The company said the switch to the Wise brand would complete in March. The fintech company processes around £4.5bn in cross-border transactions each month, but has also launched other products including one which resembles a multi-currency bank account.
Kristo Käärmann, CEO and co-founder of the company, said: “Today our name catches up with who we’re already building for - a community of people and businesses with multi-currency lives. That community now even includes the banks themselves."
Late last month, reports emerged that Wise had appointed bankers for a float which would be expected to take place later this year. Analysts said the company was likely to achieve a valuation ahead of the $5bn it was valued at when it sold a stake last year.
Bitcoin hits fresh peak
The price of Bitcoin surpassed $58,000 over the weekend, a new record high which came just days after its market capitalisation surpassed $1 trillion.
The cryptocurrency, which has backers including Tesla chief Elon Musk, has almost tripled in value over the past three months.
Its rally has been driven by growing acceptance among institutional investors. Earlier this month, America's oldest bank, BNY Mellon, said it would start transacting Bitcoin for clients.
Musk has branded Bitcoin "less dumb" than cash, although over the weekend said its price did "seem high". His electric car company Tesla last month made a $1.5bn investment into Bitcoin, with analysts estimating that since then, the company has made a $1bn profit on that investment.

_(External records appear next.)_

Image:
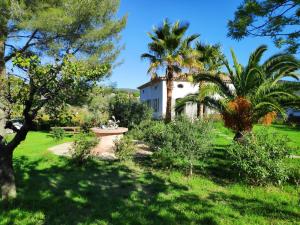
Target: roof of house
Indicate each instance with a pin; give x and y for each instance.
(182, 78)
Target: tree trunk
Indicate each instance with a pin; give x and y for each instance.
(7, 178)
(2, 52)
(168, 117)
(201, 110)
(191, 170)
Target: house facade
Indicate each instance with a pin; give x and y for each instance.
(154, 94)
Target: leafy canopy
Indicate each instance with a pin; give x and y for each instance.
(170, 48)
(278, 19)
(88, 29)
(252, 92)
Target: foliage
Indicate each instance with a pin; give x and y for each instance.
(271, 18)
(251, 92)
(124, 148)
(82, 147)
(154, 133)
(179, 143)
(57, 133)
(172, 52)
(259, 158)
(128, 110)
(205, 199)
(210, 56)
(60, 27)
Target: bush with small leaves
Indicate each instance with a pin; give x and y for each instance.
(57, 133)
(181, 143)
(124, 148)
(259, 158)
(82, 146)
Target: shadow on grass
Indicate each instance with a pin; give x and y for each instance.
(99, 193)
(257, 207)
(218, 166)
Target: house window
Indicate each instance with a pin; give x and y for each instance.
(148, 103)
(155, 104)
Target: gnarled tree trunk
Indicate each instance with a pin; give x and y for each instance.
(168, 117)
(200, 105)
(7, 178)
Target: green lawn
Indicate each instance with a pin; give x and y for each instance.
(53, 191)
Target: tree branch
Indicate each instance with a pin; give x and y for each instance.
(23, 49)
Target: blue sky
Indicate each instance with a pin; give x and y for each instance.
(207, 18)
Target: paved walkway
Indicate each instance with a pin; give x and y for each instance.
(142, 150)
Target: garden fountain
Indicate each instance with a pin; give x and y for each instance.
(108, 135)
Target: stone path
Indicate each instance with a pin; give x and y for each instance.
(63, 150)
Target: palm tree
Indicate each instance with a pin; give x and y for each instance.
(212, 59)
(172, 52)
(257, 90)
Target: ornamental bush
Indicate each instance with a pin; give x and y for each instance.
(259, 158)
(82, 146)
(129, 110)
(124, 148)
(181, 143)
(57, 133)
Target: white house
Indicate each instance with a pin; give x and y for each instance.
(154, 93)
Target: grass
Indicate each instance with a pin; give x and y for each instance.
(53, 191)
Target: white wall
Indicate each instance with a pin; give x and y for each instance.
(153, 92)
(188, 88)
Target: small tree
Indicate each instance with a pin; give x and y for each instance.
(41, 86)
(128, 110)
(194, 140)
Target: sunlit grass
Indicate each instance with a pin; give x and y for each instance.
(53, 191)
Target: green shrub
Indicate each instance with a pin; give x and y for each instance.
(57, 133)
(82, 147)
(124, 148)
(294, 175)
(128, 110)
(179, 143)
(259, 158)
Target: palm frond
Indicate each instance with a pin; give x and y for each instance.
(216, 79)
(180, 103)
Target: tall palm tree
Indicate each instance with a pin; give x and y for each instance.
(171, 51)
(257, 90)
(212, 59)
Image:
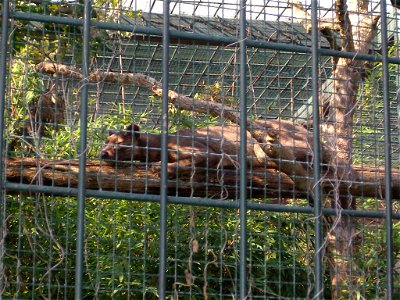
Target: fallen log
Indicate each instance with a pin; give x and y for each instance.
(218, 184)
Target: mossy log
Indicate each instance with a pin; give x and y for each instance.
(221, 184)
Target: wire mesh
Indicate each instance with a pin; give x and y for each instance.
(238, 219)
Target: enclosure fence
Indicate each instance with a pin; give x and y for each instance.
(264, 162)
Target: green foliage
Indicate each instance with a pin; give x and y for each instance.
(368, 132)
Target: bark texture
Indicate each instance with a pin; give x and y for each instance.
(221, 184)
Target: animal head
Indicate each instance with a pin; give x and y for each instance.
(120, 145)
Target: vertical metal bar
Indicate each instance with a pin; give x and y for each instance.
(164, 156)
(3, 73)
(318, 269)
(82, 153)
(388, 155)
(243, 154)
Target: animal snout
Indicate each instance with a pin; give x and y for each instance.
(104, 155)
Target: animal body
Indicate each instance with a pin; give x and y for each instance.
(188, 150)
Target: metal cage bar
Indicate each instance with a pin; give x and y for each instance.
(243, 152)
(318, 263)
(3, 71)
(388, 155)
(164, 154)
(81, 197)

Dan Ives, Wedbush analyst, said the company was "on a trajectory to make more from its Bitcoin investments than profits from selling its EV (electric vehicle) cars in all of 2020".
Five things to start your day
1) Apple blocks advertisers from tracking children's data Apple is now shielding millions of children from handing over their data to advertisers
2) Mark Carney jumps aboard payments processor Stripe The fintech firm is negotiating a new funding round that could bring its valuation to more than $100bn
3) Treasury urged to tighten up Digital Services Tax on Amazon Dame Margaret Hodge urged the Treasury to tighten up the tax ahead of the budget
4) New York Stock Exchange joins Robinhood supplier Citadel to oppose algorithmic practice The NYSE wants to overturn the SEC's approval of a new trading method
5) Fintech review to push for pensions funds to back start-ups The upcoming review of the UK's fintech sector will call for a new growth fund to support booming businesses
Coming up today
Spotify will hold a livestreamed event titled "Stream On" from 4pm onwards where it's expected to make a series of announcements.